Ever wondered why the apps jiggle in your iPhone when you wanna clean up to make space for the next hot new fad? Fear. Fear of being obliterated and being left for dead. Fear of getting deleted from the connected world in one deadly tap. By you — the holy trinity of this century. The Creator, the Preserver and the Destroyer. That’s all you buddy. Feel the power yet?

From the more than frequent schadenfreude to the blanket validations, Clubhouse is evolving fast. But consumers always evolve faster — they ruthlessly destroy ideas, organisations and the associated people in its way and happily leave them to turn into rotten carcasses in the digital savanna.

It’s the era where truth is convoluted as popularity takes precedence. The cucumber cool mod’s validation in a 1k+ room and the girl you have been crushing on based on her hot Clubhouse DP laughed at your on-the-fly googled joke — it is now the cool joke. Your cool joke. It is your go to joke at every party from now on. You are now officially cool. Foundation? Two Clubhouse babblers.

“Is it all bad bro? Is there nothing good about this new app?”

Don’t be ridiculous. Of course there is. Meeting new people, learning about new things from people belonging to various contexts — a kind of access that may have been much harder to acquire in a world without a Clubhouse, Facebook or Instagram. No one can take away from the good that social media platforms have collectively helped achieve. From connecting long lost friends to voicing people who earlier had no platform, social media has truly changed the world in its purest sense. It has shrunk our world exponentially and that is a good thing, given it is done right.

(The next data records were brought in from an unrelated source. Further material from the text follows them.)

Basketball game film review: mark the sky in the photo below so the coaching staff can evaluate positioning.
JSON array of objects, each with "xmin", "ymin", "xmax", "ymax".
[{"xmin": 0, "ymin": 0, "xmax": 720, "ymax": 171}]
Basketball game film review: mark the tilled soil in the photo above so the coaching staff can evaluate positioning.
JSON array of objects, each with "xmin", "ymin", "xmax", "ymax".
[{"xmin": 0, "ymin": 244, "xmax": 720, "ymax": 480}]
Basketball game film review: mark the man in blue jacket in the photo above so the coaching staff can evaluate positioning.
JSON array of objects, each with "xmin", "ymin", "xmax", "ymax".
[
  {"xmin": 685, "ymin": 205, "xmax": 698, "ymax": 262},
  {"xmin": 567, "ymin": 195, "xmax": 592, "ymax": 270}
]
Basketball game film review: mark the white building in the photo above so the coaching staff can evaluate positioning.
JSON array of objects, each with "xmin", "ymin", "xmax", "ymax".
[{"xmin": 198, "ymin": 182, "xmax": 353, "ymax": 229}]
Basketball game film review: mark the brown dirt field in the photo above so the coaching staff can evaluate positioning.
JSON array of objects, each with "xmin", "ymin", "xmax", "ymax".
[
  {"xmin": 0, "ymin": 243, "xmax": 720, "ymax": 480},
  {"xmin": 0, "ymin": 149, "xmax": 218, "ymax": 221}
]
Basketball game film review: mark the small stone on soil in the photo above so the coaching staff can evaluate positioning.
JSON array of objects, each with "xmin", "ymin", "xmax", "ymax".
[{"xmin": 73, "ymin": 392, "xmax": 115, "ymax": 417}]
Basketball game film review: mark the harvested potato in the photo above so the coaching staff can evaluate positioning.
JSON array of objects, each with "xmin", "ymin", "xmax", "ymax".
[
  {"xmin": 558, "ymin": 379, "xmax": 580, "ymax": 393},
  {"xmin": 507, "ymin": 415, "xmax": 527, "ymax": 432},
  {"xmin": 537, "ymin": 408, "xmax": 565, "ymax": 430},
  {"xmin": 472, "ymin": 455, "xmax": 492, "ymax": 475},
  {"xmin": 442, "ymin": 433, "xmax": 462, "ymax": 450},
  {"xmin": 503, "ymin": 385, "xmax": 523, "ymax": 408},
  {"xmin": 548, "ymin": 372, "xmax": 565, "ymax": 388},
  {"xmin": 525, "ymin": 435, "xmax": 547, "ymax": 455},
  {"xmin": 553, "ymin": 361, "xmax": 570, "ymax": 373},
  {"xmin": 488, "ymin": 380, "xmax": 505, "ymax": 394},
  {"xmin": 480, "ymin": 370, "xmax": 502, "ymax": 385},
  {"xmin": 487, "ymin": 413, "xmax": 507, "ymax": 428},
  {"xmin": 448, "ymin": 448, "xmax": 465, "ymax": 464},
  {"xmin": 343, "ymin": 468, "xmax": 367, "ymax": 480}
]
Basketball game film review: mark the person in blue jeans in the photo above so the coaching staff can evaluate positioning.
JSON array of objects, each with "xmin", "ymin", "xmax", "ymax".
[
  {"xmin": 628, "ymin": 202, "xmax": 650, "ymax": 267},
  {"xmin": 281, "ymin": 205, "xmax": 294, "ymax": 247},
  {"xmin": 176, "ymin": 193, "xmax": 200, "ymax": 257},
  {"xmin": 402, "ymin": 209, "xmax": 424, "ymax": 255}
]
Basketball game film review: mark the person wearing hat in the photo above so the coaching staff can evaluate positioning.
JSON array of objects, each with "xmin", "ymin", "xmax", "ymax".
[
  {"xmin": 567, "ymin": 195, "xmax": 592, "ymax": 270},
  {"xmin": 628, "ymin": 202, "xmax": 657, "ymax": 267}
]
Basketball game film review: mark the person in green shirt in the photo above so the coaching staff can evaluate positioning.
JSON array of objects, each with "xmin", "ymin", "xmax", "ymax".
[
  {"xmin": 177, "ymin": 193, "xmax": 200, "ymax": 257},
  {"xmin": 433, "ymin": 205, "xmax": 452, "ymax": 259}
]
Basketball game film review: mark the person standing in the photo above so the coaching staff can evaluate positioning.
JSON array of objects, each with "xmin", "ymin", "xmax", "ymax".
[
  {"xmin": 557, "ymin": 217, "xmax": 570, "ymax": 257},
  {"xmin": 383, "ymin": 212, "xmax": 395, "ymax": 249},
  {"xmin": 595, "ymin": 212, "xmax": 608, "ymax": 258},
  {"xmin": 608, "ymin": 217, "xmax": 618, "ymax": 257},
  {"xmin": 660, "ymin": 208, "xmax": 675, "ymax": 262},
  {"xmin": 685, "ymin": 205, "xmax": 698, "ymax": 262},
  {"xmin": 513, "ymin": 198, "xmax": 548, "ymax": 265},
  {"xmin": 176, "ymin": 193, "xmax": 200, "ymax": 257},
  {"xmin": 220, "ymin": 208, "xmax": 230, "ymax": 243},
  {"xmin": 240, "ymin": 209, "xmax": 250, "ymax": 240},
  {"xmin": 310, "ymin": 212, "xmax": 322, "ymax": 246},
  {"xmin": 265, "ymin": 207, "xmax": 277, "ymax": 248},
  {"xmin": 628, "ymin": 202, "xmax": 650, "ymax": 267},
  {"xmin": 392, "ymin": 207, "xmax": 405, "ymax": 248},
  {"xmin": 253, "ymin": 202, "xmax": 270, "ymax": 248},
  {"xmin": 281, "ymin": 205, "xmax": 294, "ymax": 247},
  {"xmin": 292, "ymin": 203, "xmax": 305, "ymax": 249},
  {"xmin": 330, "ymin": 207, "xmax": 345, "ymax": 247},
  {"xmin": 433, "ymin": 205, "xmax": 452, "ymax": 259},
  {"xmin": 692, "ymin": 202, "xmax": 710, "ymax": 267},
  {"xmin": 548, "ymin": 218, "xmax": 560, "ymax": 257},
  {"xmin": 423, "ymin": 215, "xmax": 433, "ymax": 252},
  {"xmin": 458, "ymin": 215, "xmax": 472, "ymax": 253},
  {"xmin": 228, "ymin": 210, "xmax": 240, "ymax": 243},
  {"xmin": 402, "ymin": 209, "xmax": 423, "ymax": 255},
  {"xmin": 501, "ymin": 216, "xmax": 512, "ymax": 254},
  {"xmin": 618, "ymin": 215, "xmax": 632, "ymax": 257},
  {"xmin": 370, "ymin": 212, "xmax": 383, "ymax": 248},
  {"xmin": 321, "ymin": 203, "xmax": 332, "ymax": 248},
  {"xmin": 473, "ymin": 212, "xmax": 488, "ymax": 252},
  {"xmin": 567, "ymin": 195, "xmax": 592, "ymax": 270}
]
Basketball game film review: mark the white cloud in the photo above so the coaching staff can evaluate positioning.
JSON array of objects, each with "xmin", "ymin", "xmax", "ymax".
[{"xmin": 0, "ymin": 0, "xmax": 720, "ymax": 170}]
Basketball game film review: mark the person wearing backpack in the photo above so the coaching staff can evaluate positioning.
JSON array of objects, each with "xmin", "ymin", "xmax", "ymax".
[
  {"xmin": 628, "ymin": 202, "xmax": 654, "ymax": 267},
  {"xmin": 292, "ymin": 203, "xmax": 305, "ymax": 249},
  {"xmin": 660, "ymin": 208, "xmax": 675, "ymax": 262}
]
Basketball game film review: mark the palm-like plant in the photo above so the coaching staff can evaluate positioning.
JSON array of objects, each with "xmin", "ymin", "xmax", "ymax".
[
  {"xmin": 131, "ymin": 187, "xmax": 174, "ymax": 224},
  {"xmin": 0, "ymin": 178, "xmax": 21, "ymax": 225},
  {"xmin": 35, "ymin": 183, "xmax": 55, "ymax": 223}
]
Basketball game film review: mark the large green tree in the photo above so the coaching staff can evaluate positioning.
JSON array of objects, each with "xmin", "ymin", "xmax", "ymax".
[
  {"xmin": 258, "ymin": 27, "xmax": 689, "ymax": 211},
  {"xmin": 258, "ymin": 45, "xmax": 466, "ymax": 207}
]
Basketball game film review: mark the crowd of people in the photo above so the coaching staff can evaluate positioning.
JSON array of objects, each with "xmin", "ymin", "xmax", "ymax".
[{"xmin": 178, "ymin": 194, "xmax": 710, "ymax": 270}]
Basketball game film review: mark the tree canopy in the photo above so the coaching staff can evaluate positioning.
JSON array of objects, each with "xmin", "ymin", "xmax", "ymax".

Today, most of us are adding to the chatter aka the clutter. Trends create waves to create more clutter which leads to newer forms of clutter. CLUTTER! Only a few are cutting through it and bringing substance to the forefront. A few are rejecting to dance to the algorithm’s drum. A few are daring to be original.

“So what should we do man?”

Let’s strive to bring substance back into vogue. Let us dare to be different. Let us not care about filling a void with the same crap that created it in the first place. Let us contribute to make a difference. Let us make s**t matter. Let’s have a real conversation — despite what the algorithm will have to say about us.

To my friend who is yet trying to see his way through the tenets of existentialism, let me just say, you made me smile and that counts. Keep it real bro.